Senior Bowl: The Game
The coaches have put the players through their individual drills, interviewed players from both teams and installed basic packages to see if the players can handle the responsibilities given to them. Many people may think the game doesn’t matter to the players, it better matter!
One of the key evaluation tools you get is to see how the players interact with their teammates if something doesn’t go right in the game. Do they overcome adversity? Are they a leader to their teammates? After each series, are they trying to fix what isn’t working and are they refining their assignment?
Or are they looking for cameras and trying to get some more time on TV, so they can have more followers on social media?
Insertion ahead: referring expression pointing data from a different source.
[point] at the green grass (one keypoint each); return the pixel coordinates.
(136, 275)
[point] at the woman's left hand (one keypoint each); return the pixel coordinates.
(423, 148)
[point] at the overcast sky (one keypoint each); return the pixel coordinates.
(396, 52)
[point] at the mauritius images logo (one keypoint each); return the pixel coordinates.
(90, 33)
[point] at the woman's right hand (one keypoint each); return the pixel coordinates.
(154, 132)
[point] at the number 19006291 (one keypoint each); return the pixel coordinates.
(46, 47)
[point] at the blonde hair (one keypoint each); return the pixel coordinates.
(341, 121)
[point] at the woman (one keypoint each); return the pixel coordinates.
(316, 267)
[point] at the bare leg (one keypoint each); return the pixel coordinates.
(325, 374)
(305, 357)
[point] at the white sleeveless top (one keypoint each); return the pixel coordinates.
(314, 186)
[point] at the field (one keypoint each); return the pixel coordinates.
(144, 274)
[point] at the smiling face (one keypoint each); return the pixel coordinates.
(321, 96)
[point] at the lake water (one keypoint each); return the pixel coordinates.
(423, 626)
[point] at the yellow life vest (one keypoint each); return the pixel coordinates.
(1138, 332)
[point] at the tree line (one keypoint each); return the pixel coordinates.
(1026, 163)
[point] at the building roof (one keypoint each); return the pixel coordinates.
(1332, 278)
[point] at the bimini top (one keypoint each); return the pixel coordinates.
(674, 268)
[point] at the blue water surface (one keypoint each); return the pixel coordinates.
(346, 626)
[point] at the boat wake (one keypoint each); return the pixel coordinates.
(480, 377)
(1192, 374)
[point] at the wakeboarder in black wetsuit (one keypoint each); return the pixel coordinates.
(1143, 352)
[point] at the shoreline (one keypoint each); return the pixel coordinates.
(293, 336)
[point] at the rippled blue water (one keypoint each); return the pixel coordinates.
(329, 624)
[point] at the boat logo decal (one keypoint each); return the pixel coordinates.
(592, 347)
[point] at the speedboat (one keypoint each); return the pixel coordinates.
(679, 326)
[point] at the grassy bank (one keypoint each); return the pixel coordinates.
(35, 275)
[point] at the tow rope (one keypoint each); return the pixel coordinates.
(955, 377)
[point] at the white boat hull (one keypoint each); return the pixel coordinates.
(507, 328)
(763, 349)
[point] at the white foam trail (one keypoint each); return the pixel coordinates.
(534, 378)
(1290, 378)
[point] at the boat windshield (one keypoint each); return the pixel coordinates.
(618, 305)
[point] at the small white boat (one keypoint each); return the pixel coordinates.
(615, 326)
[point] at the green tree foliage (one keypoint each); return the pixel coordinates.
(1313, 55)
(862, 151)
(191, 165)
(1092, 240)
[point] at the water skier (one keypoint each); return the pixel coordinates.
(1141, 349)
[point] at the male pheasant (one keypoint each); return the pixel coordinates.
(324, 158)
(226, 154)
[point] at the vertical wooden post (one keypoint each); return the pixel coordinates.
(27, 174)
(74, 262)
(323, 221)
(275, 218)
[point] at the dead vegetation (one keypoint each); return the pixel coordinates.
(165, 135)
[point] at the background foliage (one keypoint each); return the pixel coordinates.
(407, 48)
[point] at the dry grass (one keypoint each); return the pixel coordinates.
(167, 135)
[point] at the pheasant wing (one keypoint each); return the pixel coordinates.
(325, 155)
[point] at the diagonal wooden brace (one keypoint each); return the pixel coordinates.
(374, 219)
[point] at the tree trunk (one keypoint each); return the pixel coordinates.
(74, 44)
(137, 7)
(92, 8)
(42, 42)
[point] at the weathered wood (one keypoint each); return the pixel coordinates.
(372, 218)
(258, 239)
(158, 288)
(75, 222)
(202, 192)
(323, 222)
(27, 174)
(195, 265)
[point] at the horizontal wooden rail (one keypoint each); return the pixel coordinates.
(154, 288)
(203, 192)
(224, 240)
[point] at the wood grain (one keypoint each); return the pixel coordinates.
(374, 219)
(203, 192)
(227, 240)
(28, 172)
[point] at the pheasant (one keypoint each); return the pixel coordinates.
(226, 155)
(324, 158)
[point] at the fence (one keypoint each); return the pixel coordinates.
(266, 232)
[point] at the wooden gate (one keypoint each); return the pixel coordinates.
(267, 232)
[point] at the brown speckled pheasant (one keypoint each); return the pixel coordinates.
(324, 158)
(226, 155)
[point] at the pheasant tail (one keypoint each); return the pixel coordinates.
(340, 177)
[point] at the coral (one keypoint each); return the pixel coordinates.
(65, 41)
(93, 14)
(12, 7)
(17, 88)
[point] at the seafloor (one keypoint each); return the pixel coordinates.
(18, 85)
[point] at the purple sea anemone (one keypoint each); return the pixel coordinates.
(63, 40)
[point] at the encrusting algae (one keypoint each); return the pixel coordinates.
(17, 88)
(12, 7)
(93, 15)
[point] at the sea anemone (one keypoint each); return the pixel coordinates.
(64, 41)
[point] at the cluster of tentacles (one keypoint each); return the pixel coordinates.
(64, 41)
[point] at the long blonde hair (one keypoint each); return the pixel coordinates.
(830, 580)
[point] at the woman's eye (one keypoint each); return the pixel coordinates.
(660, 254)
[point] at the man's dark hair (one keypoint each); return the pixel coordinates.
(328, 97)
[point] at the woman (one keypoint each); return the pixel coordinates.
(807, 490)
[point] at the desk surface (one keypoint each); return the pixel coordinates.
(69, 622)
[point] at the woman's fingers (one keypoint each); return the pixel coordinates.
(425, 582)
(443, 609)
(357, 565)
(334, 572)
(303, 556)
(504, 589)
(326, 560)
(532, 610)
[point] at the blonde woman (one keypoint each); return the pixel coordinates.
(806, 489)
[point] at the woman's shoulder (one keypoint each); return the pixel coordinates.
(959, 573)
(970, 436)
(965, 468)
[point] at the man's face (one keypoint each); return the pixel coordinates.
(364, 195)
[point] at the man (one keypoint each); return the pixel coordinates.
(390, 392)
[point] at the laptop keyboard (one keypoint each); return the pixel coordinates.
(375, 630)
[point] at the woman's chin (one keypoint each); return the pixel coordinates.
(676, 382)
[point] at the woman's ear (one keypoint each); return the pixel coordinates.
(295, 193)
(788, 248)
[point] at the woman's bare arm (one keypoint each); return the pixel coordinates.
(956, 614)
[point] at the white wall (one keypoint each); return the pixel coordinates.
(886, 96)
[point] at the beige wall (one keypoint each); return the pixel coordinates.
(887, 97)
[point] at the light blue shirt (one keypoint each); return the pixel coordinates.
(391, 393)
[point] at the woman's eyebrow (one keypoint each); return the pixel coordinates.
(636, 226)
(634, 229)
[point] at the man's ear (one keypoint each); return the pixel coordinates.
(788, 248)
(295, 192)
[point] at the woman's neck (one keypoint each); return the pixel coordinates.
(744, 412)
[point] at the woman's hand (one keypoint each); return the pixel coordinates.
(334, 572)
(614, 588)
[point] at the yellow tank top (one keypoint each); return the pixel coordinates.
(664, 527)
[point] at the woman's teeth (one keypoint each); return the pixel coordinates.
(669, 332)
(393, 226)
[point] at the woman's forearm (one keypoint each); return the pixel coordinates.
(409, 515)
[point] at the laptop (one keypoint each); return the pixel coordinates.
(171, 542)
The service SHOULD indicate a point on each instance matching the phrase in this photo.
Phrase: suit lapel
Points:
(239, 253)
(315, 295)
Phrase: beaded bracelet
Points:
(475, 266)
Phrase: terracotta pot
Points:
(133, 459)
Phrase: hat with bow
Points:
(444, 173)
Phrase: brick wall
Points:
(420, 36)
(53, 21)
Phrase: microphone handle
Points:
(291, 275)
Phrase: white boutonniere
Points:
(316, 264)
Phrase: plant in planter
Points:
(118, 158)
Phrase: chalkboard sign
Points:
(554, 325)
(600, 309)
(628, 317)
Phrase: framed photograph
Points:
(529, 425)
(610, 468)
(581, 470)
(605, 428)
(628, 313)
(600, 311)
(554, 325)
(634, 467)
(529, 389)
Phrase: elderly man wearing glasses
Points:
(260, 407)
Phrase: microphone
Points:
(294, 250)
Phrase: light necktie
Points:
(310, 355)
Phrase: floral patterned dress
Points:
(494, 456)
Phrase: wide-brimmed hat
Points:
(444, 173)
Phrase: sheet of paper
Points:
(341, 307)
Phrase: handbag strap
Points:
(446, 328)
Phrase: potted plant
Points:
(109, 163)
Competitive toughness is a critical trait in the evaluation process. And while we can see you try on film and see if you encourage teammates, the Senior Bowl gives coaches the chance to be on the sideline with their potential draft picks and see if this is a guy they can win with on Sundays.
Stats Don’t Lie
Last year the Raiders and the 49ers hosted the Senior Bowl. The Raiders benefited the most from the process and drafted four players from the Senior Bowl and signed three as undrafted free agents. In total, six of those players ended the season on the 53-man active roster. Of those six players, Hunter Renfrow, Foster Moreau, and Alec Ingold played critical roles on the team.
The 49ers drafted three players from the Senior Bowl including, Deebo Samuel, who finished with over 800 yards in his rookie season.
Expect the Lions and Bengals to draft several of the Senior Bowl players, so they can help turn their culture into a winning one.
The best part for you as a fan: The practices and game will all be televised and you can get a glimpse at which players are standing out to your team and NFL evaluators.